If the mortgage agencies played a key role in keeping the US consumer going in the wake of the collapse in US capital spending after the Nasdaq bust, they have been “brought to heel” in recent years by sensible regulation from the Bush administration. This has required them to submit to much stricter capital requirements, notes Wood.

The US private-sector mortgage machine, however, is imploding. The question has now become whether the mortgage agencies will be able to take up the slack. The problem, in Wood’s view, is that the mortgage agencies are themselves the victims of the spreading financial problems in the mortgage market.

There is every chance that equity can be raised by the mortgage agencies if markets want to rally.
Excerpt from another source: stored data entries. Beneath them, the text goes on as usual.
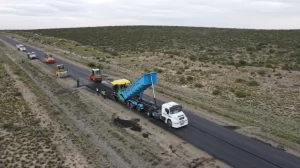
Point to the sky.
(253, 14)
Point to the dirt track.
(89, 121)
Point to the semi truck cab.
(173, 115)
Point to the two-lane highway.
(235, 149)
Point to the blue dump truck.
(131, 94)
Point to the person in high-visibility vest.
(103, 94)
(97, 91)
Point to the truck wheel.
(148, 113)
(169, 122)
(139, 108)
(129, 105)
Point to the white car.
(21, 47)
(31, 55)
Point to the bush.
(199, 85)
(189, 78)
(252, 83)
(18, 94)
(250, 49)
(182, 80)
(261, 72)
(277, 74)
(271, 51)
(158, 70)
(216, 92)
(100, 66)
(179, 72)
(91, 64)
(193, 58)
(242, 63)
(240, 80)
(240, 94)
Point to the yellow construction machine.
(61, 71)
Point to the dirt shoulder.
(258, 102)
(29, 137)
(93, 126)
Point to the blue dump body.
(137, 88)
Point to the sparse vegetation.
(240, 94)
(116, 40)
(239, 80)
(91, 64)
(216, 92)
(252, 83)
(198, 52)
(199, 85)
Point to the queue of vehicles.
(130, 94)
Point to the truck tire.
(149, 114)
(169, 122)
(138, 108)
(129, 105)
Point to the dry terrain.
(79, 128)
(261, 101)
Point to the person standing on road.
(103, 94)
(97, 91)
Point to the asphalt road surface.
(224, 144)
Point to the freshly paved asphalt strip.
(226, 145)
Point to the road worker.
(97, 90)
(103, 94)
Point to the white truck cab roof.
(169, 104)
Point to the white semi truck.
(31, 55)
(132, 95)
(21, 47)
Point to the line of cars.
(128, 93)
(30, 55)
(60, 69)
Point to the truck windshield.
(175, 109)
(96, 73)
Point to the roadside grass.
(244, 97)
(262, 47)
(24, 139)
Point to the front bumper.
(182, 123)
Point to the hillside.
(239, 47)
(237, 77)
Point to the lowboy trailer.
(132, 95)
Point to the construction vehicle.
(132, 95)
(49, 59)
(31, 55)
(21, 47)
(61, 71)
(95, 75)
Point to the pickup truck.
(21, 47)
(31, 55)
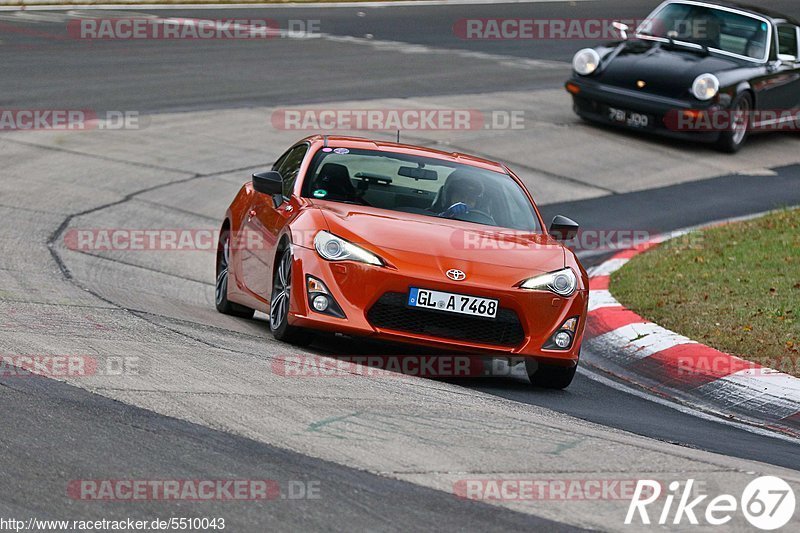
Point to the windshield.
(713, 28)
(420, 185)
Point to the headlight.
(562, 282)
(334, 248)
(586, 61)
(705, 87)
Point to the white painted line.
(642, 340)
(299, 5)
(609, 267)
(694, 411)
(602, 298)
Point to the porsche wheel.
(733, 138)
(221, 288)
(279, 304)
(549, 376)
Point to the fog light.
(320, 302)
(562, 339)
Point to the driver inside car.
(460, 193)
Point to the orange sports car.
(405, 244)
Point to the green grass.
(734, 287)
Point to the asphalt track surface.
(40, 70)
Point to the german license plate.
(452, 303)
(629, 118)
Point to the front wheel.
(549, 376)
(734, 136)
(279, 304)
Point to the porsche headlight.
(705, 87)
(562, 282)
(335, 248)
(586, 61)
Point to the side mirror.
(622, 28)
(269, 182)
(563, 228)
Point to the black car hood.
(666, 70)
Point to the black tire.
(733, 138)
(549, 376)
(221, 301)
(279, 304)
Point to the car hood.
(666, 70)
(403, 238)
Still a likely further deterioration in the housing market could prove to be the catalyst for an accelerating taxpayer-financed recapitalisation of the mortgage agencies, or even outright nationalisation via the establishment of an explicit guarantee from the Treasury.

The authorities would be forced to act fast if there is any real problem on Fannie’s and Freddie’s solvency because otherwise the system could freeze up. Such a Treasury financed bailout would only be politically conceivable in the event of a crisis which implies much lower share prices nearer term. It also implies shareholders in Fannie and Freddie being wiped out.

The US mortgage agencies are still highly leveraged. They are clearly vulnerable to the risk posed by falling house prices as delinquency problems move from the subprime and Alt-A areas into even prime mortgages.

The escalating weakness in US housing also means that the action will increasingly be moving from Wall Street to Washington in terms of potential market-moving policy responses, notes Wood. For now, Congress remains caught up in the problem of how to help borrowers without bailing out the subprime lenders.

Sentiment on the dollar, meanwhile, remains “super bearish”. Still there is a growing risk of a sharp US dollar rally if the markets suddenly wake up to the reality that the global economy has not yet completely decoupled from the US consumer. “In this respect, the euro looks as extended a currency as any, though sterling is another obvious area of extreme vulnerability.”

Slowing growth in Euroland, in Wood’s view, is “surely inevitable, as also is ECB monetary easing”.

Still the slowdown will naturally bring to the fore simmering politician tensions in Euroland between the contrasting needs of Germany and the vulnerable consumer debt-driven economies like Spain and Ireland. Ultimately, monetary policy is likely to be run in the interests of the weakest constituents. This means aggressive rate cuts and a much weaker euro.

The key tactical point to note now is that buying the euro against the dollar is not a risk-free trade. A much better currency trade is to buy the Singapore dollar and sell the euro. Investors should also be aware of the potential short squeeze on the dollar as investors seek to buy back borrowed dollars.

And in his romp around the world, Wood alights on the bond market, where he describes action as “scarily deflationary”. This makes Wood even more wary of cyclicals geared to external demand in the context of an Asian-equity portfolio. It is also the case that where domestic cyclicals are owned, the place to own them in his view is primarily in India.

It remains a reality that Asia as an asset class is cyclical by nature, notes Wood.

There will clearly be collateral damage in Asian markets if the American slowdown isas severe as suggested by the recent US bond-market rally. But the key long-term point to remember is that Asia and emerging markets will be the next bubble to form globally from the current Fed-easing cycle, which has much further to run. It would seem that 2 per cent is a good place to start for where the fed funds rate is ultimately going to end up in this easing cycle.